13 Apr Updated Duodenoscope Surveillance Culturing Protocol
FDA, along with CDC, representatives from the American Society for Microbiology (ASM), duodenoscope manufacturers and other experts, has developed voluntary standardized protocols for duodenoscope surveillance sampling and culturing, which updates the CDC interim guidance published in March 2015. Highlights from the 2018 protocol:
- Focus: detect organisms of concern after routine duodenoscope reprocessing
- Two to three specific locations on the duodenoscope should be sampled.
- More can be sampled depending on facility resources.
- The protocol is specific to duodenoscopes.
- Sampling and culturing of other types of flexible endoscopes may require modification to the protocol.
- Modifications are suggested in Appendix 1 of the protocol, although the responsibility for determining appropriate modifications rests with the facility.

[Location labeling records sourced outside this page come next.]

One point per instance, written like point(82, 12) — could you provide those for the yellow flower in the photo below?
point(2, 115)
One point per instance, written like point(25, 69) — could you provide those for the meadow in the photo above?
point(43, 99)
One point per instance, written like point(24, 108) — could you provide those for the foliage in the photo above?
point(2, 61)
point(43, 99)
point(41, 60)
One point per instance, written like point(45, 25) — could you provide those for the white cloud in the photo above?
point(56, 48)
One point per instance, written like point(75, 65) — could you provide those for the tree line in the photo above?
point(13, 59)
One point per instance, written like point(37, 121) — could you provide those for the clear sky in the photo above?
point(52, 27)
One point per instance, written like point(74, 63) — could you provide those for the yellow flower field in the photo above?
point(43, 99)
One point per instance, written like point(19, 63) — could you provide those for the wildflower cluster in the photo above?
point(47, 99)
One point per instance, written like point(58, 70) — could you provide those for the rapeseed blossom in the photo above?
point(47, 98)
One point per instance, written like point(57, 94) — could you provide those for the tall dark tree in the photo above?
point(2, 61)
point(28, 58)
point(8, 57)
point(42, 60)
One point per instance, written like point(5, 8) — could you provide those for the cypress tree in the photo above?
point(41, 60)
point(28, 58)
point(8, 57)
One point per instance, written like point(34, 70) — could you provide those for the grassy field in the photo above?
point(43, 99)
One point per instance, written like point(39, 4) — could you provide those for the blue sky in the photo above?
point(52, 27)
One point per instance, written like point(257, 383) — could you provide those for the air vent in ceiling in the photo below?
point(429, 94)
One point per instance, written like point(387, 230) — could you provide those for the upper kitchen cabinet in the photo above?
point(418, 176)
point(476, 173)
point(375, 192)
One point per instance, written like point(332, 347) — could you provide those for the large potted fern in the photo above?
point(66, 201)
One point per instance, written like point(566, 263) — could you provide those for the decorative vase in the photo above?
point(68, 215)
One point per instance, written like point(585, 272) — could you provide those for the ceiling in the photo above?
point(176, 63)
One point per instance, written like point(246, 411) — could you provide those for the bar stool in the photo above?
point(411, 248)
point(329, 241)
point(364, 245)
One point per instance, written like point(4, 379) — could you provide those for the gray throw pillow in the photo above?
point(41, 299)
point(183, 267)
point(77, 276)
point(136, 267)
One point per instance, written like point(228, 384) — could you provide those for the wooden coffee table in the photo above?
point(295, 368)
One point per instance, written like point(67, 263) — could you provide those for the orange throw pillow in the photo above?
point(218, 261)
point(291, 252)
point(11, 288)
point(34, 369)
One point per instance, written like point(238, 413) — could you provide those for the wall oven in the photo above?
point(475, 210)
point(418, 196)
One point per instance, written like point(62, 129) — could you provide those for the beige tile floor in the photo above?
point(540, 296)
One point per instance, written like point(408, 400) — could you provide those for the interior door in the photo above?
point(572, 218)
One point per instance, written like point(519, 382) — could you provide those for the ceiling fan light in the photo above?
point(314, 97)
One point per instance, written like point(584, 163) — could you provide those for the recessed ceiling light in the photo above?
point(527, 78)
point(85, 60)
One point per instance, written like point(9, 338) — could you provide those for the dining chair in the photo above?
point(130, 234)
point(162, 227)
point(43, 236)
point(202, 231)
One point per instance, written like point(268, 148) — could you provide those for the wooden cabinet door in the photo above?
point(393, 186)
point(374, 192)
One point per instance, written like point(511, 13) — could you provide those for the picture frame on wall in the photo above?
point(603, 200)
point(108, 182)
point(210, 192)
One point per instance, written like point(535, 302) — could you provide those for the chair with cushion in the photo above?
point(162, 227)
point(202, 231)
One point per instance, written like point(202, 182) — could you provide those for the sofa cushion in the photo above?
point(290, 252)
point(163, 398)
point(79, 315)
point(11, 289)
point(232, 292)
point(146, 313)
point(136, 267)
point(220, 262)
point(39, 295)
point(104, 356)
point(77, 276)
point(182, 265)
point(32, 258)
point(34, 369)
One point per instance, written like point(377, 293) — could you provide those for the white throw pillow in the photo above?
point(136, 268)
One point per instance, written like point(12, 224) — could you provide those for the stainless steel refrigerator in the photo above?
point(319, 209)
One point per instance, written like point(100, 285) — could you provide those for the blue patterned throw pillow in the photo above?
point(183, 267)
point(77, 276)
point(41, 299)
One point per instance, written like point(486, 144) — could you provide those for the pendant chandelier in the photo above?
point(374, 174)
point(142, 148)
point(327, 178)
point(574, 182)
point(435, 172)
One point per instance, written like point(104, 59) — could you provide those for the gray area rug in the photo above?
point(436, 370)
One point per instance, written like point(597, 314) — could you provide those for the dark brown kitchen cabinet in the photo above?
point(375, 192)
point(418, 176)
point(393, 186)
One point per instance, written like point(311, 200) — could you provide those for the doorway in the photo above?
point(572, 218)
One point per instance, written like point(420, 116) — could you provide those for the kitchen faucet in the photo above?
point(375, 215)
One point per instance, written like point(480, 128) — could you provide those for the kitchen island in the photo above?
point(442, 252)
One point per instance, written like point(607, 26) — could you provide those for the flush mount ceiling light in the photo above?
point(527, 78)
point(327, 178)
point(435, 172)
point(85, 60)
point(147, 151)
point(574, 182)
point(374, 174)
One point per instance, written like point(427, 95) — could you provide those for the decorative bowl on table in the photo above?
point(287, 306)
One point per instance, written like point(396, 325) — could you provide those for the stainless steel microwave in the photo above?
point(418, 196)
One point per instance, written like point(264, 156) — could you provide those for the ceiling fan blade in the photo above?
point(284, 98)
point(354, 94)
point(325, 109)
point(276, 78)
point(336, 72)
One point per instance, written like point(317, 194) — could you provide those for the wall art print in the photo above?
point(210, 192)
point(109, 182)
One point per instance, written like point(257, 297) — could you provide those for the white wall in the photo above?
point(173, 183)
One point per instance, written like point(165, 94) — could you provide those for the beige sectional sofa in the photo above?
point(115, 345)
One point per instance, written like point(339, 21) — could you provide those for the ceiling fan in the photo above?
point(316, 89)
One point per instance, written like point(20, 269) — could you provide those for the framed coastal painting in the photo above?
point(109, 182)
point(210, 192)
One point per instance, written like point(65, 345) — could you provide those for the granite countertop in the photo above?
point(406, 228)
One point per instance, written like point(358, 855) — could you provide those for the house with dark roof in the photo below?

- Defines high concern and low/moderate concern organisms
- Examples of HIGH-CONCERN ORGANISMS include Gram-negative rods (e.g., Escherichia coli, Klebsiella pneumoniae or other Enterobacteriaceae as well as Pseudomonas aeruginosa), Gram-positive organisms including Staphylococcus aureus, Beta-hemolytic Streptococcus, Enterococcus species, and yeasts
- LOW ORGANISM: Organisms that are less often associated with disease; their presence could result from environmental contamination during sample collection. Examples of low-concern organisms include many species of Gram-positive bacteria such as Micrococcus, coagulase-negative staphylococci (excluding Staphylococcus lugdunensis), as well as Bacillus and diphtheroids or other Gram-positive bacilli whose presence on a duodenoscope could be attributed to environmental contamination during sampling or culturing.
- MODERATE CONCERN organisms consist of those commonly found in the oral cavity (e.g., saprophytic Neisseria, viridans group streptococci, and Moraxella species).
- Sampling plan
- Includes procedure to follow if microbial growth exceeds acceptable limits
- Recommends each facility should set limits for low/moderate concern organisms and suggests limits for these organisms.
- Details responsibilities of Gastrointestinal (GI) Department, Infection Prevention Department, Clinical Lab, and others.
- Discusses four different lab culturing methods
- Recommends a multidisciplinary committee determine appropriate sampling/culturing methods based on the protocol, frequency of sampling, etc.
- Develop a sampling/culturing policy
- Ensure individual performing the sampling complies with the protocol as written.